Chase nods and turns his head away from me for a second before looking back into my eyes. “The doctor said you’re going to hurt for a while. He should be here in a few minutes to check on you.”

I nod and catch a glimpse of Nicole on my other side.

“How are you?” she asks softly and brushes my hair back from my face. Her eyes are red and I know she’s been crying. Nicole hates hospitals and I don’t blame her. I hate the fact that I’ve made her spend more time in them.

“Like I’ve been hit by a truck.” She grimaces and I shake my head. God, I suck. “Sorry. These drugs are making me stupid.”

She shakes it off and kisses my cheek. “Don’t worry about it. I’m just glad to see you awake again.”

“How did everything go?” I ask, hesitant to know the answer.

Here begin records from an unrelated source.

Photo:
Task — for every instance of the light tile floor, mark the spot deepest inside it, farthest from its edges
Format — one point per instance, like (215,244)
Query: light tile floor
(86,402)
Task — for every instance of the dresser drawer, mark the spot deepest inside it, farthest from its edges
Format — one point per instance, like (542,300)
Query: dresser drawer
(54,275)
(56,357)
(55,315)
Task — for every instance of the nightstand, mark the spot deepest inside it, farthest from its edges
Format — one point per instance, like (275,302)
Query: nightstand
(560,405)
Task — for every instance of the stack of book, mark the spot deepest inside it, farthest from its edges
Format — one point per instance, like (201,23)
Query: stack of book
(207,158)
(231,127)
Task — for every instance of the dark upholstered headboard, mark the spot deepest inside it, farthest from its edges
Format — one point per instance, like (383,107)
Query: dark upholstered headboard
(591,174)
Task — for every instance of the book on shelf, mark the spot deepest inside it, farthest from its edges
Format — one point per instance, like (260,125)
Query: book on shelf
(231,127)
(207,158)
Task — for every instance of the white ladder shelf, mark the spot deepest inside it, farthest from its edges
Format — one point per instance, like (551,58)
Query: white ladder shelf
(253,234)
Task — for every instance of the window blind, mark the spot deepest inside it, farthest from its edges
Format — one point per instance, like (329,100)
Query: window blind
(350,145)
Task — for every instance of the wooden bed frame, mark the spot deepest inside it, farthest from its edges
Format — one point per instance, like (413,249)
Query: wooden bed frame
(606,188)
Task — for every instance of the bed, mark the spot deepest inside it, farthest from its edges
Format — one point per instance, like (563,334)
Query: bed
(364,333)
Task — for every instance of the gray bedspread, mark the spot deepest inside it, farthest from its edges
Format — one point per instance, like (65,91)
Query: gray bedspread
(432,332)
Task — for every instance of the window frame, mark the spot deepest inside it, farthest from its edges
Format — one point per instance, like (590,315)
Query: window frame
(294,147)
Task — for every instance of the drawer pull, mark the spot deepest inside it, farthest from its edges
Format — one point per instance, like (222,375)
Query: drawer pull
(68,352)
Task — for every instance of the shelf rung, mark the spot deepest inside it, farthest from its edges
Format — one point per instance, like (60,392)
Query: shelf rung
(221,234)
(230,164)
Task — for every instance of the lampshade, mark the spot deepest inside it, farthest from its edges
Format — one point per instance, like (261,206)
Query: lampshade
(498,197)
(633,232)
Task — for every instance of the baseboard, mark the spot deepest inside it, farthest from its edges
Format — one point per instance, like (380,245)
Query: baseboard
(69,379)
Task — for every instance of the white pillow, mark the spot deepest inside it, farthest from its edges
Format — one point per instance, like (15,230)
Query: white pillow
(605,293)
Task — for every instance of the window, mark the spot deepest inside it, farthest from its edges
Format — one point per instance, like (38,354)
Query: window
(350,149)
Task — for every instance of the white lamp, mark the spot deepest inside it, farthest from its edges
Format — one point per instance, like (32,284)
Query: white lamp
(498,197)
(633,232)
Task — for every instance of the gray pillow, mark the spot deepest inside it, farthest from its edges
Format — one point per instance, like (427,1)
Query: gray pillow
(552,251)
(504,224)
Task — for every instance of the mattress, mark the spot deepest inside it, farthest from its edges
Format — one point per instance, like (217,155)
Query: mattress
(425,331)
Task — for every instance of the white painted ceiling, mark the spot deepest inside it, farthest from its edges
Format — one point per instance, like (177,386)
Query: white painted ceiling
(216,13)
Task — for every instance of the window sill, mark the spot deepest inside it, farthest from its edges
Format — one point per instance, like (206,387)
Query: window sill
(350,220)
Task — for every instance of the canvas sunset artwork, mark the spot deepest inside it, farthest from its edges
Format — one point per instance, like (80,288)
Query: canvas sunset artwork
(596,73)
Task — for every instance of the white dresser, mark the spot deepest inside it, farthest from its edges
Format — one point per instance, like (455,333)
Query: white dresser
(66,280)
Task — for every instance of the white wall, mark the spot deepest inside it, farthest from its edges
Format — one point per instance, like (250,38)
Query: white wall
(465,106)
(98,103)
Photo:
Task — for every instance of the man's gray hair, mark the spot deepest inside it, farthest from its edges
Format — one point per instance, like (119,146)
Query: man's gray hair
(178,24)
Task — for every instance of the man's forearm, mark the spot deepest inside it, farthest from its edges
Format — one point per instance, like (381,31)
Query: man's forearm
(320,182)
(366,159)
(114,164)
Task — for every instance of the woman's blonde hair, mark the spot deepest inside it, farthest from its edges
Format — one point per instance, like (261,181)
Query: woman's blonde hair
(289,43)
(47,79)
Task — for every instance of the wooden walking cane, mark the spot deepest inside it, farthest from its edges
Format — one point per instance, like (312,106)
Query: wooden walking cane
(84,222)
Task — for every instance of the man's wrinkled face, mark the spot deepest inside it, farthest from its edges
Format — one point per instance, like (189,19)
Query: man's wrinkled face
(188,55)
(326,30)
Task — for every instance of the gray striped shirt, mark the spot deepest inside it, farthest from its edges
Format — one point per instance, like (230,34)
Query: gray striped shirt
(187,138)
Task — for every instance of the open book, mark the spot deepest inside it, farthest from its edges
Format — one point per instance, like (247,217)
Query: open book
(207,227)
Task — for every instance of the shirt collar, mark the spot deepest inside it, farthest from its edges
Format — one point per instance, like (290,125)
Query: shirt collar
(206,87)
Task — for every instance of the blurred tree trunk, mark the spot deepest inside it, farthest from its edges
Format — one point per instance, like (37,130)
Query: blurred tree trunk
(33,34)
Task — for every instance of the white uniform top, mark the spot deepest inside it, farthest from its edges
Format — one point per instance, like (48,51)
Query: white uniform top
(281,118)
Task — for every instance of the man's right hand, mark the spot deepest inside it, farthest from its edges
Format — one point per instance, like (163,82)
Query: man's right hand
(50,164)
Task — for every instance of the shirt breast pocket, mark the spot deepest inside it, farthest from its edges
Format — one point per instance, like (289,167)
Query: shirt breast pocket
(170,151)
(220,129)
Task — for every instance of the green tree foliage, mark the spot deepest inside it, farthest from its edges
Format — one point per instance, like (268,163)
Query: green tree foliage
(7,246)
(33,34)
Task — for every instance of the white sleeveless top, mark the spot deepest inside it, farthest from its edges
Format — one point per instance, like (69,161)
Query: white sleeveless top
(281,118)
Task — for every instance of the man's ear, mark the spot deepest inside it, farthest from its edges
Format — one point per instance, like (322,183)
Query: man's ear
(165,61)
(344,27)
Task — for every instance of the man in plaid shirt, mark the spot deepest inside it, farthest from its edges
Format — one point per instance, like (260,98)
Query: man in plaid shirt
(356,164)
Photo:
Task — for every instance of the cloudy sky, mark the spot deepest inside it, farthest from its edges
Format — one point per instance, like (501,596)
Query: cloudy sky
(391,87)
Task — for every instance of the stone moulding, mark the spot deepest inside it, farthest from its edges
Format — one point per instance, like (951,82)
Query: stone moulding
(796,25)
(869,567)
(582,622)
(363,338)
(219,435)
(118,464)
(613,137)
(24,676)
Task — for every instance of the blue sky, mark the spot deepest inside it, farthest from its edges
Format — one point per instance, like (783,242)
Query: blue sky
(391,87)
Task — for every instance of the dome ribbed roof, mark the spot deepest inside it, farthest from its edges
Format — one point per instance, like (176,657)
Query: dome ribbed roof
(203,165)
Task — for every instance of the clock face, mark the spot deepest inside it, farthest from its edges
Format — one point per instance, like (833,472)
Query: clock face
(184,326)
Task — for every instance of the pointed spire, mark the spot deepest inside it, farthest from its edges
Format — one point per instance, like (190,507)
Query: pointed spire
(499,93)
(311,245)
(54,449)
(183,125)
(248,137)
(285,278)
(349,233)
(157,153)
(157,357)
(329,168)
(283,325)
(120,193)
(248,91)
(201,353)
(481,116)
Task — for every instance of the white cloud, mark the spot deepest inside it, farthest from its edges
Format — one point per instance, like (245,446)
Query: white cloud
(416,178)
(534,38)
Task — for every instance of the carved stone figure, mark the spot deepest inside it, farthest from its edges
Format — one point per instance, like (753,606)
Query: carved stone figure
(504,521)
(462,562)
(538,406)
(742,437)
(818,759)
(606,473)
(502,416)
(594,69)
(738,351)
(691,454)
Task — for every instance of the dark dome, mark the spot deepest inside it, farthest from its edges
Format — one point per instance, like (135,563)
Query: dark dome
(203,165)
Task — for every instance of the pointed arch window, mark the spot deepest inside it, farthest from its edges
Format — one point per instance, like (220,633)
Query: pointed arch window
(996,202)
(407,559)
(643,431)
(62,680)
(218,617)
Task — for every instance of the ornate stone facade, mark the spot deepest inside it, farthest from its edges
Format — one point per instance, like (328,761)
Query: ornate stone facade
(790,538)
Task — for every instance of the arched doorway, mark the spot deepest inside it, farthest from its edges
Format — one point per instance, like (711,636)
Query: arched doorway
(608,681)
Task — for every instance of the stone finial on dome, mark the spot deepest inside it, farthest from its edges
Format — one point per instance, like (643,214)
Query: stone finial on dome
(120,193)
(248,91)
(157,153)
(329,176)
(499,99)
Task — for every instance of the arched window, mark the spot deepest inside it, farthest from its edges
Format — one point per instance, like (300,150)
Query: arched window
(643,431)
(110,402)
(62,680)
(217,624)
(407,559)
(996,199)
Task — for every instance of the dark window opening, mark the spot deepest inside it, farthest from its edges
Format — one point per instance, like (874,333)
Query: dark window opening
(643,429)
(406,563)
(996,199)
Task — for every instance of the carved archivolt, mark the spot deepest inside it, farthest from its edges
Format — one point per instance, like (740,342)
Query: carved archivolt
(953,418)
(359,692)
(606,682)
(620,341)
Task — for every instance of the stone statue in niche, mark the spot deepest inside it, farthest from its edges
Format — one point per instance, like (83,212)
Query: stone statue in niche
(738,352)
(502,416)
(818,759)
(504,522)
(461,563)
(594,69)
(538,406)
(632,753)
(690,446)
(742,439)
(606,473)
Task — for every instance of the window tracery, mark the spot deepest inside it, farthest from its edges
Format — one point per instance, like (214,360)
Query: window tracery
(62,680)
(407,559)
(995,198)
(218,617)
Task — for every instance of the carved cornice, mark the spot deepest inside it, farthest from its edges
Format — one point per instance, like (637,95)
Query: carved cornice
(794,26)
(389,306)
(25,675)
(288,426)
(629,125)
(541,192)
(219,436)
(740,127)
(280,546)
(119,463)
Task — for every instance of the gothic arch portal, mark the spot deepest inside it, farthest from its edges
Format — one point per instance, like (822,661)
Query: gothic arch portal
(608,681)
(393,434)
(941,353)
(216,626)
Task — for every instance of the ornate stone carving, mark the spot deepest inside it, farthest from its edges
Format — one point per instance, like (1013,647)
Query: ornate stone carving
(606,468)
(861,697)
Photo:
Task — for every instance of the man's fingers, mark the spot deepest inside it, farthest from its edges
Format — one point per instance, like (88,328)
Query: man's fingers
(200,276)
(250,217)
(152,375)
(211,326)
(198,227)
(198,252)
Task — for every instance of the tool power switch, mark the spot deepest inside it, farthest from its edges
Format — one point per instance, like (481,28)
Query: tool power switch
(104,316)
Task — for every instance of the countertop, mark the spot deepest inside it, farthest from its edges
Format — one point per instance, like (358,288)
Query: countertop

“Dr. Gilbrath told Eli that everything went as well as can be expected. You’ll need more scans and tests to make sure they got everything. And she said you’ll have to take at least six weeks to recover. But you should be okay.”

Okay. The simple two syllable word sparks tears in my eyes and I look back and forth between Chase and Nicole, seeing relief and nervousness on their faces.

I nod. It’s all I can do because I can’t find the words to say. The small movement makes me cringe in pain.

“Your mom and Eli are waiting to see you.”

“Can you go get them?”

She leaves the room and I turn to Chase. “You guys probably need to hit the road, huh?”

He presses his lips together. “Not for a few days. Zack’s been on the phone all morning with Aaron rescheduling a few stops.”

For me. He’s doing this for me.

“I don’t want you to.” He closes his eyes, clenching them shut and takes a deep breath. I’m making him angry. Disappointing him, again. And yet, I can’t let them do this for me. As much as I want him here, I’m not sure if this changes anything. I still can’t be the woman he wants. I can’t give him a family. And there’s no guarantee yet that I’ll really be okay.

But he doesn’t fight with me. He just presses a light kiss against my cheek. I can feel his lips turn into a small smile. “You’re tired. I’m going to let you get some rest and we’ll talk about it later.”

I start to open my mouth to argue back, but Dr. Gilbrath and my mom show up in the doorway. They hesitate for just a minute before entering, giving Chase and I the appearance of privacy.

“More rest won’t make me change my mind, Chase,” I say quietly as my mom moves to the other side of my bed.

He squeezes my hand before slowly standing. “We’ll see. I’ll be back when you wake up.”

He leaves the room and I’m pretty sure my mom and the doctor sigh while they watch his backside leave the room. Even in my drugged up state I don’t miss the effect Chase has on women, and apparently my own mom isn’t immune to him.

“He’s hot,” she says with a wicked smile. “You did well, Mia. And he obviously cares about you.”

I smile and groan in pain while I try not to laugh at my mom. I ignore her leading statement. Now is definitely not the time to bring up my non-relationship status with Chase.

Dr. Gilbrath hangs my chart up at the end of my bed and gives me a soft smile.